By Indranil Sen Gupta

We model escalation in geo-political risks as a spike in oil prices to, say, $150/bbl for two months. This raises our average annual oil price forecast by about $10/bbl to $88/bbl. This, in turn, results in $11 billion or 0.3%-o-GDP widening of the current account deficit.

We also posit a $20 billion outflow ($10 billion FYTD) by foreign institutional investors (FPIs) due to extreme risk aversion. We continue to point out that RBI’s high FX reserves guard against 1970s/1990-type BoP crises after oil shocks. We continue to expect the rupee to trade in a range of 73-76.50 to the dollar.

We estimate RBI’s adequate FX reserves, at $600 billion against the current $680+ billion (including forwards).

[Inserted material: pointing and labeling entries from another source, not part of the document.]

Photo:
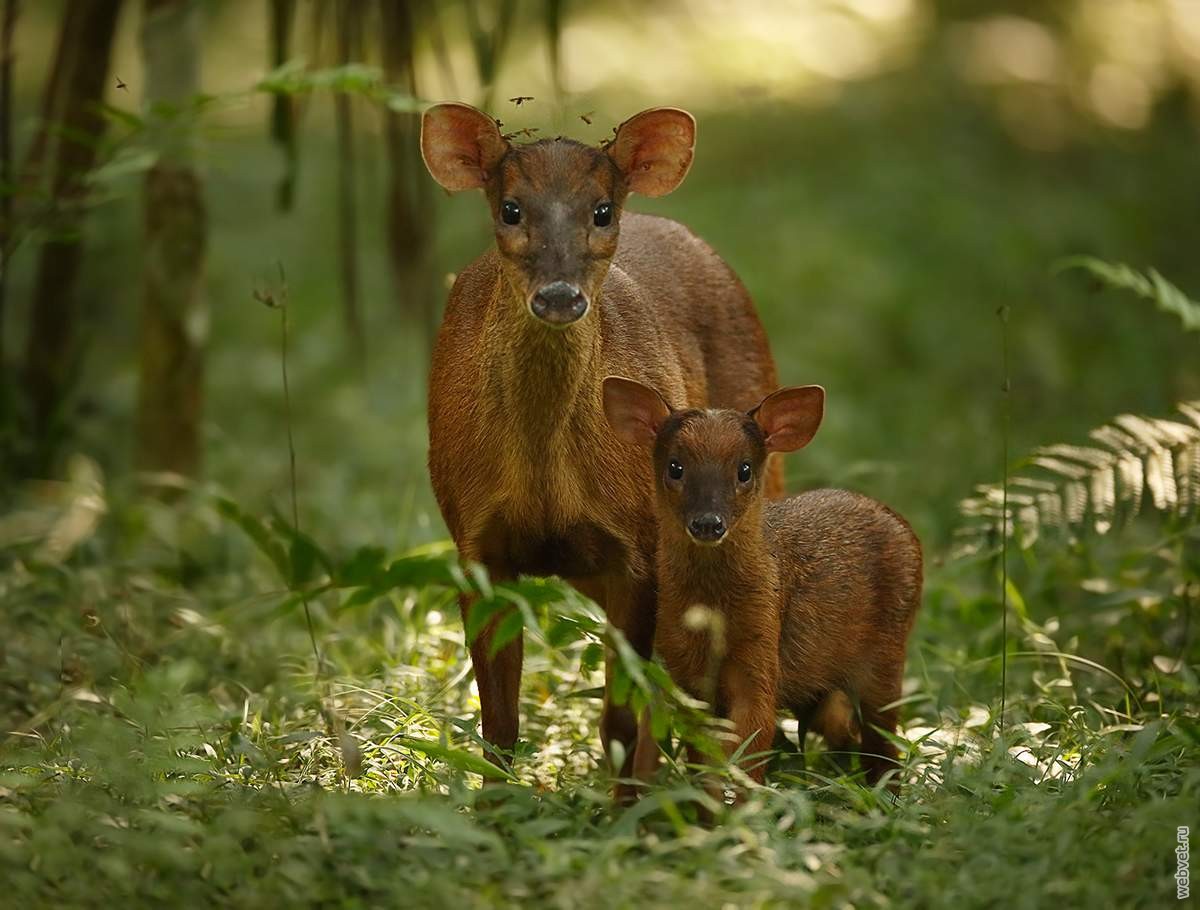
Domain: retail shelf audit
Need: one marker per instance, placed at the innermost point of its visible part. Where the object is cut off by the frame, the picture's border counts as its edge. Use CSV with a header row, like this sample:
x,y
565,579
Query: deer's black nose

Our assumptions of higher oil prices and FPI outflows above imply a drawdown of $30 billion. This will still leave RBI with a large $50 billion war chest to fend off any speculative attack.

We believe that RBI will try to replenish FX reserves sold by buying FX when the dollar weakens and allowing the rupee to reach 75-76 to the dollar when it hardens. Second, it can also hike deposit rates on Foreign Currency Non-Resident (Banks) deposit scheme. Finally, the government can easily raise $15-20 billion by issuing infra bonds issued by the National Bank for Financing Infrastructure and Development (NABFID), a wholly-owned subsidiary.

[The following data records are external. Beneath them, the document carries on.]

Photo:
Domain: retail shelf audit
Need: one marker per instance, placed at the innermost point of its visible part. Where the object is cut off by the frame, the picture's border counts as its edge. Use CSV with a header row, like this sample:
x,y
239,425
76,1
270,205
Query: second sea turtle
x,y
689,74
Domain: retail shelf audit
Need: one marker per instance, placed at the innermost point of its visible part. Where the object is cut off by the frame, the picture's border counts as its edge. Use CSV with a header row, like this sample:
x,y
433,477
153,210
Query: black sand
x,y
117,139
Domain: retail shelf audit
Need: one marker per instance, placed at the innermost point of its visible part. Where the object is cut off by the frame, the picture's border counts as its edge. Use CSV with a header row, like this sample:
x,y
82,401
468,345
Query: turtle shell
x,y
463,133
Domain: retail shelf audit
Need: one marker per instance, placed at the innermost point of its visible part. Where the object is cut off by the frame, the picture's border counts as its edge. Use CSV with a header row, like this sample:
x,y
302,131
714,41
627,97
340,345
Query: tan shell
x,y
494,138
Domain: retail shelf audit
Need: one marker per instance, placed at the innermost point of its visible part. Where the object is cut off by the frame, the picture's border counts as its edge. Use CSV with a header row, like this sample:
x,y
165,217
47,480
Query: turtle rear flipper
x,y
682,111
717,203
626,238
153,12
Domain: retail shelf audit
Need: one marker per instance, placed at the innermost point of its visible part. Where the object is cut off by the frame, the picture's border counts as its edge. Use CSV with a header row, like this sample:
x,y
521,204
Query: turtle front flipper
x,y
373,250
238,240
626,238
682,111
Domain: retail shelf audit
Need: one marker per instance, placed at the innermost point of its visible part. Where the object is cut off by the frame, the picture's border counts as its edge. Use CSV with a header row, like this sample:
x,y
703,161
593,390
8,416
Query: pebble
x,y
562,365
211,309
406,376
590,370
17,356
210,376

We expect the government to cut oil taxes to limit the impact of higher oil prices on pump prices/retail inflation. Note a $10/bbl hike in oil prices raises inflation by 40-50 bps. As it is, consumption demand remains weak. If the government wants to contain pump prices at current levels, our oil analysts estimate that it will have to cut oil taxes by Rs 830 billion ($11 billion, or 0.3% of GDP). This will widen the already high fiscal deficit an additional 0.3% of GDP.

Rising FX outflows will drain out surplus liquidity and create room for RBI to buy government bonds through OMO. The higher fiscal deficit will likely push up net borrowing by $11 billion. At the same time, the $30 billion FX outflow will enable RBI to step up OMO to buy the larger issuance of bonds and drain out surplus liquidity.

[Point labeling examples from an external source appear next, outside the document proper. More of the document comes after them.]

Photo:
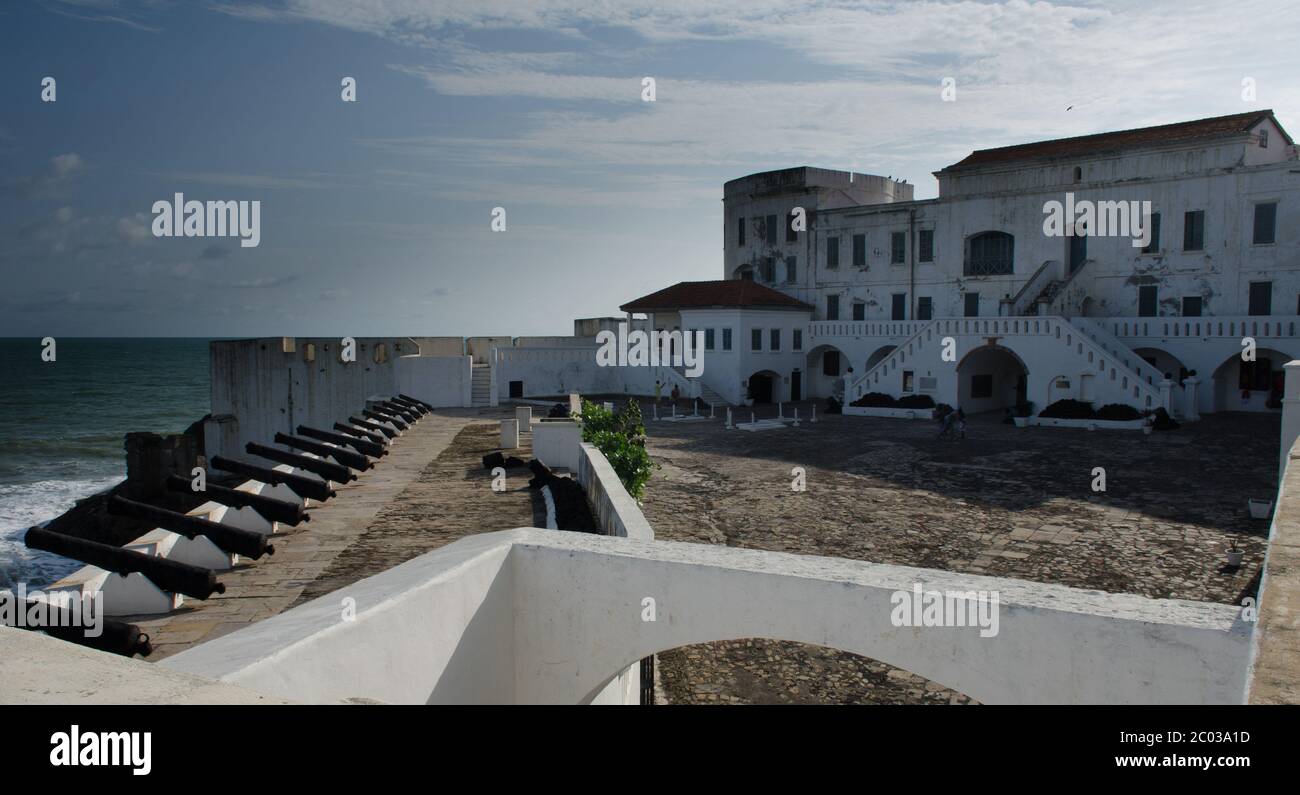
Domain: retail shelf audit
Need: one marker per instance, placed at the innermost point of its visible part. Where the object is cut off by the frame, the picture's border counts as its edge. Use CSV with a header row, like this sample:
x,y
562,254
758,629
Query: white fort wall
x,y
534,616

RBI has to inject a certain amount of liquidity—called reserve money in the argot—to grease the wheels of the economy. This can be generated by either buying government paper or foreign exchange. If there are FX outflows, RBI can buy more of government paper and vice versa.

Geopolitical risks will result in RBI FX intervention sales of US$30bn instead of a purchase of US$1 in Figure 10. This will allow the RBI to OMO up to US$49bn from US$19bn earlier, although it will likely prefer to cut down surplus liquidity as well.

The higher fiscal deficit will likely raise the excess supply of government bonds to $84 billion from $74 billion. As this should be funded by larger RBI OMO, we retain our FY23 10-year bond yield forecast at 7.5%.

This assumes that the RBI MPC hikes policy rates by 100 bp in FY23 with the Fed set to raise 150 bp by November. While higher oil prices will present an inflationary threat to our 4.7% average FY23 bp CPI inflation forecast, we expect the government to cut oil taxes to contain inflation. As noted above, a reduction in liquidity due to FX outflows will allow RBI to fund the higher fiscal deficit with a step up in OMO.